Plusieurs mesures ont été votées mercredi comme celle qui assouplit l’utilisation des armes pour les forces de l’ordre. Ils pourront aller au-delà de la légitime défense. Les membres des forces de l’ordre pourront utiliser leurs armes en cas de "périple meurtrier". "Nous ça nous semble dangereux car malheureusement il y a eu un certain nombre de bavures et les policiers peuvent déjà tirer en cas de légitime défense", s’est indignée la présidente de la LDH. "Cela va faciliter le fait que les policiers puissent tirer en dehors d’une absolue nécessité et d’une riposte proportionnée".
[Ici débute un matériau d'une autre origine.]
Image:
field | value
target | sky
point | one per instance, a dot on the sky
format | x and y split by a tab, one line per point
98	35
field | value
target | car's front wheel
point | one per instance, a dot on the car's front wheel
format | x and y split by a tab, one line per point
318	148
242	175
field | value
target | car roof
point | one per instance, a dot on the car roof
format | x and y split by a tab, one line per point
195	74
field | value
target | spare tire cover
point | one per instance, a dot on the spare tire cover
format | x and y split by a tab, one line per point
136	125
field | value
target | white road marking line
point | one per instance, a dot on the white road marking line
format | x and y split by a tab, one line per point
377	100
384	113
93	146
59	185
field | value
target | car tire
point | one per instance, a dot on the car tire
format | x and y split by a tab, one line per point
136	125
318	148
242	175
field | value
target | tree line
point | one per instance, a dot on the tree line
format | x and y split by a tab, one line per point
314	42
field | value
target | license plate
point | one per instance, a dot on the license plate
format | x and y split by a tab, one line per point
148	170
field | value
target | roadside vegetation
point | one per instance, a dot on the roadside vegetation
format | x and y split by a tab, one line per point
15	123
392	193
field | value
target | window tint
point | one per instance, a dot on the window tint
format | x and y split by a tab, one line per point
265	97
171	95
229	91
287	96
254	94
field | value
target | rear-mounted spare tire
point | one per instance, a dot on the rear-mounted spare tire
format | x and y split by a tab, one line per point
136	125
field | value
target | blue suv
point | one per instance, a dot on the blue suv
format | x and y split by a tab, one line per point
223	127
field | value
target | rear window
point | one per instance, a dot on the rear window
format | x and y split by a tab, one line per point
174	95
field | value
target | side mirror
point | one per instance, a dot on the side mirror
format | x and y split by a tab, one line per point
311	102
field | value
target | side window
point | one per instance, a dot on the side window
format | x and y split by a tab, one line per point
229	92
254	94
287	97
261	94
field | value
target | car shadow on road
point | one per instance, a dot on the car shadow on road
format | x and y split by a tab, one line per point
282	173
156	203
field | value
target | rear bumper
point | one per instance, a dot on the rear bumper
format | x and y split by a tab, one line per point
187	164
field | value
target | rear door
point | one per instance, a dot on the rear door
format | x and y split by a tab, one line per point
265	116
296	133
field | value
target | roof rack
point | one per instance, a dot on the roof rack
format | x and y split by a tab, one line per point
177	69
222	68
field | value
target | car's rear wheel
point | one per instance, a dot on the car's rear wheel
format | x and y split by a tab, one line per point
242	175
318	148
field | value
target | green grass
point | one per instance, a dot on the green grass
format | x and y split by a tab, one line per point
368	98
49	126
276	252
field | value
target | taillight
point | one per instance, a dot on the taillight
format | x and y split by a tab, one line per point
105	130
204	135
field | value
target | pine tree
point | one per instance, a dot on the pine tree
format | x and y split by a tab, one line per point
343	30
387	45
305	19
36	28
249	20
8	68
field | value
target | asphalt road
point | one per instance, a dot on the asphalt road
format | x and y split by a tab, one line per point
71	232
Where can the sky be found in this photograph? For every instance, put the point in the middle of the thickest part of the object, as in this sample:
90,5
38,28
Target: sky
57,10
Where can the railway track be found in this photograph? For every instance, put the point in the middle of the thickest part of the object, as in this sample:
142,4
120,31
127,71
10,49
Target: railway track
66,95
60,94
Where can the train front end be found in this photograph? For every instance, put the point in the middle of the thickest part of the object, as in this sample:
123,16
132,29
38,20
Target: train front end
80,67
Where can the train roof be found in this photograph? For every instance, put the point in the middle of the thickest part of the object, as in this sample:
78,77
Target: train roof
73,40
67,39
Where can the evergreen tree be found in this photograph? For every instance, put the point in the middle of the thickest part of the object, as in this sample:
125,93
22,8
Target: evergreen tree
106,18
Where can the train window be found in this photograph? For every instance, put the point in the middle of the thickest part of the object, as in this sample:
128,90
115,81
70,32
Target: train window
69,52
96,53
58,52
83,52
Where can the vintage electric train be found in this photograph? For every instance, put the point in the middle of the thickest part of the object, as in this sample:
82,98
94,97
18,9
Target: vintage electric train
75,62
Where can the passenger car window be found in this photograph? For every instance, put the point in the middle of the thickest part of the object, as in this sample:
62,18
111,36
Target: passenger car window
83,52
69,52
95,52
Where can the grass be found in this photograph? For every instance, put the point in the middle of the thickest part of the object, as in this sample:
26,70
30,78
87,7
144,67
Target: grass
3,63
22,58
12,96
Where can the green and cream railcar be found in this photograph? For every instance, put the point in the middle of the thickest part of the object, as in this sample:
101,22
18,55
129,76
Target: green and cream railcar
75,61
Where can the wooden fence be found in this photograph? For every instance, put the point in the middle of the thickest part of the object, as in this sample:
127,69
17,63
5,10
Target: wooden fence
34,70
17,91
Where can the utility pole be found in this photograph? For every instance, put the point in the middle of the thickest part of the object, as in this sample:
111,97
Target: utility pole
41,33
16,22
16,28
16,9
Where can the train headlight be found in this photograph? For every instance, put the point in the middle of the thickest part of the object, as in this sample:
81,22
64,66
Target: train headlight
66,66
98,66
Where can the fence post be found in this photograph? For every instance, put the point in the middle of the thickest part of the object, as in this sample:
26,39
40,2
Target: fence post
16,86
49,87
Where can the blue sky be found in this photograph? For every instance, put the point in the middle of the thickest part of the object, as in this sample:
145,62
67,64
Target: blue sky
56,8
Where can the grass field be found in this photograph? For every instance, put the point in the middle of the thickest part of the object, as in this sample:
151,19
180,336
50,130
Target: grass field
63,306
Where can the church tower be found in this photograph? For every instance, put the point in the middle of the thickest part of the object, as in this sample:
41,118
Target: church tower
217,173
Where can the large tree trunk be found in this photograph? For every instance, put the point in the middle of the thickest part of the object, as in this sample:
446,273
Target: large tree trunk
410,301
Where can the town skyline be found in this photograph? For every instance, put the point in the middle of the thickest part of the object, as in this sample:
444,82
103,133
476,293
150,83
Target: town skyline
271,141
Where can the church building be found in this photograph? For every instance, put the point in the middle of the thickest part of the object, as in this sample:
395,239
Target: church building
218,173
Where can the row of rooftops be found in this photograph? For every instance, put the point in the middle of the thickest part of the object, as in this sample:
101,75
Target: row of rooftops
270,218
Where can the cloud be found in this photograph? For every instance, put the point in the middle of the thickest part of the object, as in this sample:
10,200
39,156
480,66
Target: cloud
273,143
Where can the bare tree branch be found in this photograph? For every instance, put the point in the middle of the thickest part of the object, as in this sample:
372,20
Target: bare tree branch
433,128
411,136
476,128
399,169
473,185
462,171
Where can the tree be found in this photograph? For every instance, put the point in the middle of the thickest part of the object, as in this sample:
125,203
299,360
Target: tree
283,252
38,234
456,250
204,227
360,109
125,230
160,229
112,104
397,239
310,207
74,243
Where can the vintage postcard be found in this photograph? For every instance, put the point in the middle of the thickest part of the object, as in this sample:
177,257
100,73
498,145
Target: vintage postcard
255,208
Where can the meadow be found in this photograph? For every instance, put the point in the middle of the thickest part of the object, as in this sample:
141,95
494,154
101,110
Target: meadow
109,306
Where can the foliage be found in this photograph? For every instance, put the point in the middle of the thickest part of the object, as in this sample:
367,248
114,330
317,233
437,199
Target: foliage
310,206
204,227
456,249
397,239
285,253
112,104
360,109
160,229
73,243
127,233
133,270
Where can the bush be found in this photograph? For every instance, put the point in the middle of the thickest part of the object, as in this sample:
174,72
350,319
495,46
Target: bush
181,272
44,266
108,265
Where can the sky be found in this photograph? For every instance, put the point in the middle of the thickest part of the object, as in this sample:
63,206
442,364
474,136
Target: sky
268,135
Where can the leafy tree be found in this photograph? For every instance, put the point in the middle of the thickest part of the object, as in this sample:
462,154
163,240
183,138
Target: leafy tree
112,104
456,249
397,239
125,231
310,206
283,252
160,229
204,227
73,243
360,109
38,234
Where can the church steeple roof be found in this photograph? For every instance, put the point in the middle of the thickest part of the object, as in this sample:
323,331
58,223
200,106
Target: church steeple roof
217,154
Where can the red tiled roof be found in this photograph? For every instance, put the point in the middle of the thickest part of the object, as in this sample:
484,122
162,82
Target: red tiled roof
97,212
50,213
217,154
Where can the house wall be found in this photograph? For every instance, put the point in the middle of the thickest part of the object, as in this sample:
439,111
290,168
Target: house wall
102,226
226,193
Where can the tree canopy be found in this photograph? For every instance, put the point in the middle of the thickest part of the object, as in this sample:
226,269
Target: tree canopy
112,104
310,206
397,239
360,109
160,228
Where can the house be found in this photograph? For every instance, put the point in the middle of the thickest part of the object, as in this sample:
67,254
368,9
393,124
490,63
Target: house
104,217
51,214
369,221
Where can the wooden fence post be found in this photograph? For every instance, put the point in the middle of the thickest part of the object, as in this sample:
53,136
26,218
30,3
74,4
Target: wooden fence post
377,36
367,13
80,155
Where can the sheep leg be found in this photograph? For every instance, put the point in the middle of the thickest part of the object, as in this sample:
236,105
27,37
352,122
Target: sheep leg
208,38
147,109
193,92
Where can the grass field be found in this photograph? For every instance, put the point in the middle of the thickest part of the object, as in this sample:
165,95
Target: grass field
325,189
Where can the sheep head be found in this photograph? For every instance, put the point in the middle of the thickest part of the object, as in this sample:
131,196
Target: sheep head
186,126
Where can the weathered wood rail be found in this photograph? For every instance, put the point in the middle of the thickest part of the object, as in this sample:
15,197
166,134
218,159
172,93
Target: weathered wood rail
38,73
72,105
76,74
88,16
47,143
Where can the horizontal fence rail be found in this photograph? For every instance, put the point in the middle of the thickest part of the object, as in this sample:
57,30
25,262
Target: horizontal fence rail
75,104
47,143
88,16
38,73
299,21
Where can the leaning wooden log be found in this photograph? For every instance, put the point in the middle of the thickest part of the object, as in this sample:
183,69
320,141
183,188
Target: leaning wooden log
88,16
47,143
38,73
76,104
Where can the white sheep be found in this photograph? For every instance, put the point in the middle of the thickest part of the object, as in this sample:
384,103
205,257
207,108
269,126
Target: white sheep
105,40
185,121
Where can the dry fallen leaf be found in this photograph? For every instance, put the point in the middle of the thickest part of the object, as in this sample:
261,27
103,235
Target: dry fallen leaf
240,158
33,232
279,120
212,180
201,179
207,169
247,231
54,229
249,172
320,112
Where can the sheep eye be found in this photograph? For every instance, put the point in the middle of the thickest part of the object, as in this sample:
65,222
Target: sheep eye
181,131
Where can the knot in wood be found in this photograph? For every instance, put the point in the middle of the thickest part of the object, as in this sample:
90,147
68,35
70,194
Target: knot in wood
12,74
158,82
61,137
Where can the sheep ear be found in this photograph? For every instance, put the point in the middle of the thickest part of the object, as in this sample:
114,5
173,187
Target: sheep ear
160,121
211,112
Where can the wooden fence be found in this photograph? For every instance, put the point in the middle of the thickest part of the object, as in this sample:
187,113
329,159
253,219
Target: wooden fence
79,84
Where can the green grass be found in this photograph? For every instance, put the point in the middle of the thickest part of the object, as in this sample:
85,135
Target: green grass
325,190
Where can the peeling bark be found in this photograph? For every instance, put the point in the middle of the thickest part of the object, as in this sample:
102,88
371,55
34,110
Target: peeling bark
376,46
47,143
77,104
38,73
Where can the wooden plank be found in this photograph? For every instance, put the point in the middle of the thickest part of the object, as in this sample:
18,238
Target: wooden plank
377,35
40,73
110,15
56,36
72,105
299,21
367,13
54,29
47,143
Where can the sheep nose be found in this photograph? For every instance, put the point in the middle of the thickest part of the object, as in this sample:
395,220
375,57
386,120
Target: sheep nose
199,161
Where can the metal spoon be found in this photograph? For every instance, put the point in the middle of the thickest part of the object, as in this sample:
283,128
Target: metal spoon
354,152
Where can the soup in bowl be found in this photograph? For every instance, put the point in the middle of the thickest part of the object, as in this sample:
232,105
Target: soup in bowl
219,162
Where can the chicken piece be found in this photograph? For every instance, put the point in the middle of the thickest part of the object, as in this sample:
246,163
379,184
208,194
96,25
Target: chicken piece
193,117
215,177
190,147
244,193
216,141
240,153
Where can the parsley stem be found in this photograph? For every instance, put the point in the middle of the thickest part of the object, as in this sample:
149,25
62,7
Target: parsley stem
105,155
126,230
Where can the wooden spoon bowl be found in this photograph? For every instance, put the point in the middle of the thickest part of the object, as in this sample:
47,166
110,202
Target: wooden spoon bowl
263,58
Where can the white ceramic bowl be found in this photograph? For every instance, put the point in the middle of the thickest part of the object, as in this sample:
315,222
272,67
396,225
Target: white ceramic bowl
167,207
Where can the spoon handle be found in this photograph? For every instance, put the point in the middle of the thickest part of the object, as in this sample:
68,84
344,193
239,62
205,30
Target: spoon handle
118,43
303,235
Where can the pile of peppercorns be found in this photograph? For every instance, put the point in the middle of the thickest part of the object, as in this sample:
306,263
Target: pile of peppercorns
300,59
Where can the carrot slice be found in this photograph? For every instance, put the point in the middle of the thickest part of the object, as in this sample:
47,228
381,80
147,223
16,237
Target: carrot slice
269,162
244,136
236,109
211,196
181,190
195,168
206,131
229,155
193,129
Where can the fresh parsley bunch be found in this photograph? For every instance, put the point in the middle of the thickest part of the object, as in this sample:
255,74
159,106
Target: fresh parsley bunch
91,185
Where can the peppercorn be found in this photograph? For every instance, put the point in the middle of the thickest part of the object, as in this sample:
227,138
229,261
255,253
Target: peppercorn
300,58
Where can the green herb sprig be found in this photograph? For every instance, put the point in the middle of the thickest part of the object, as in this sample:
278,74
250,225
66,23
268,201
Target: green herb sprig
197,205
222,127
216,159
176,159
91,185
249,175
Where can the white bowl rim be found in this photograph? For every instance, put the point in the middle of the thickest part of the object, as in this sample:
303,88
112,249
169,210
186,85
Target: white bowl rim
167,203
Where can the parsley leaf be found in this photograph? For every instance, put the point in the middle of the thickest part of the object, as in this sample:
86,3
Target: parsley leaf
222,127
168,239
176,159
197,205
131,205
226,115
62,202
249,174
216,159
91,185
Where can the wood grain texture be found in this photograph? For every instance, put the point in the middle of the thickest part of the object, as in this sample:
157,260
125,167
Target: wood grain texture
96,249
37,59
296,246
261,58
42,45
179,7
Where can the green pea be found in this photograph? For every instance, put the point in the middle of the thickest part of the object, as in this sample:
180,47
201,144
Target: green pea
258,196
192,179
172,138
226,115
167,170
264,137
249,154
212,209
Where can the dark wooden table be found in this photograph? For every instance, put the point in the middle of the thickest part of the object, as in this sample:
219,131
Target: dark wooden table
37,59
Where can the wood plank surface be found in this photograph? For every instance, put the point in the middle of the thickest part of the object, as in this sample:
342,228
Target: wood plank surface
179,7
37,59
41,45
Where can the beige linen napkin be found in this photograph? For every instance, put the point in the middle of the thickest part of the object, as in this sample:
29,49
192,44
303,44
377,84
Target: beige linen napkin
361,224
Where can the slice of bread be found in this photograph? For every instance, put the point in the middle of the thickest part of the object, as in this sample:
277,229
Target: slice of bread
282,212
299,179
Une autre mesure adoptée par les députés inquiète la présidente de la LDH. Celle qui concerne la possibilité de retenir quelqu’un pendant quatre heures après un contrôle d’identité, le temps de vérifier sa situation. L’amendement pour l’intervention d’un avocat a été rejeté. "C’est grave, l’avocat doit être présent quelle que soit la durée. Le risque est que cette loi ouvre une boîte de Pandore. On dit quatre heures aujourd’hui, demain ce sera peut-être six heures, après-demain une journée ! C’est un vrai retour en arrière. Cela me rappelle le vieux débat sur la présence d’un avocat pendant les gardes- à-vue. La France avait été condamnée pour cela", a estimé Françoise Dumont.

Pour la présidente de la LDH, cette réforme pénale a été faite pour installer définitivement l’état d’urgence et elle craint qu’elle ne soit pas suffisante pour empêcher de nouveaux attentats. "Il faut arrêter de faire croire aux citoyens que l’Etat ne dispose d’aucun moyen législatif de lutte contre le terrorisme. On n’a pas arrêté ces dernières années de voter de nouvelles lois qui ont créé des outils très intrusifs. Il faut reconnaître que le risque zéro n’existera jamais", a-t-elle estimé.